Creating Speckle class at runtime with pydantic & Inefficient serialization

Hi @gjedlicska, @Jedd,

Here I am again with two additional issues / topics to discuss regarding the specklepy client:

  • Creating Speckle classes during runtime using pydantic.create_model()
  • Inefficient serialization due to repeated traversal of the same objects

Creating Speckle classes during runtime
In our company we create some Speckle classes during runtime. These basically mimic the classes we setup ourselves, but then of course as a subclass of Base, so they can be serialized and sent to Speckle. To that purpose, we use pydantic.create_model(), see a basic example below:

import pydantic
from specklepy.api.client import SpeckleClient
from specklepy.api.operations import send
from specklepy.objects import Base
from specklepy.transports.server import ServerTransport

# Create new Speckle type with pydantic
speckle_type = pydantic.create_model(
    "TestClass",
    __base__=Base,
    __cls_kwargs__={"detachable": {"test"}},
    **{"test": (str, None)})

# Create object of new Speckle type
test_object = speckle_type(test="test")

# Create Speckle client
client = SpeckleClient(host="https://speckle.xyz")

# Authenticate Speckle client
client.authenticate_with_token(token="YOURTOKEN")

# Initiate server transport
transport = ServerTransport(client=client, stream_id="7c1140bb24")

# Send object to server
obj_id = send(test_object, transports=[transport], use_default_cache=False)

# Create commit
client.commit.create(stream_id="7c1140bb24", object_id=obj_id, branch_name="main")

The issue is that this doesn’t work anymore since pydantic version 2.0. That is because pydantic has added an additional parameter __pydantic_reset_parent_namespace__ in their procedure to create a new class, see this line:

This results in a TypeError, as the additional argument cannot be handled by the __init_subclass__() method called from _RegisteringBase:
TypeError: TestClass.__init_subclass__() takes no keyword arguments

An ugly solution is to simply pop the additional parameter out during _RegisteringBase.__init_subclass__(), which does seem to work.
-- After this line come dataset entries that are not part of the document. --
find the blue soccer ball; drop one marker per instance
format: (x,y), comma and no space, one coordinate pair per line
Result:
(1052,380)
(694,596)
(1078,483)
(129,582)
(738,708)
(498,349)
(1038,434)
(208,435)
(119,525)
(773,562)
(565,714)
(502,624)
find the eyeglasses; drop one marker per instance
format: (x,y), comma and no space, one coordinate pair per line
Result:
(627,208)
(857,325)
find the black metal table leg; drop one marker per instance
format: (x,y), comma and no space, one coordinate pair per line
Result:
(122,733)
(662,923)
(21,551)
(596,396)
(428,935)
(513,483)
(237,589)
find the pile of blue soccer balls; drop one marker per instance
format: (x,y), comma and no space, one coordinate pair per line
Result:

Anyway, it doesn’t seem like a very proper solution, so I was hoping you can provide some help in this.

I have added you both to a stream where I tested the script above, with the additional change in the _RegisteringBase class:

Inefficient serialization
Another issue I dealt with is a very, very slow serialization for large objects. The structure that we send is particularly nested, for example with results that contain lots of structural elements, mesh, etc. This literally caused the serialization to run for hours, without actually finishing it. We do have detaching and chunking in place so that wasn’t the issue. The issue is that, due to the nested structure that we have, objects are being serialized and hashed over and over again, causing serious delays, or even unsuccessful sending of data.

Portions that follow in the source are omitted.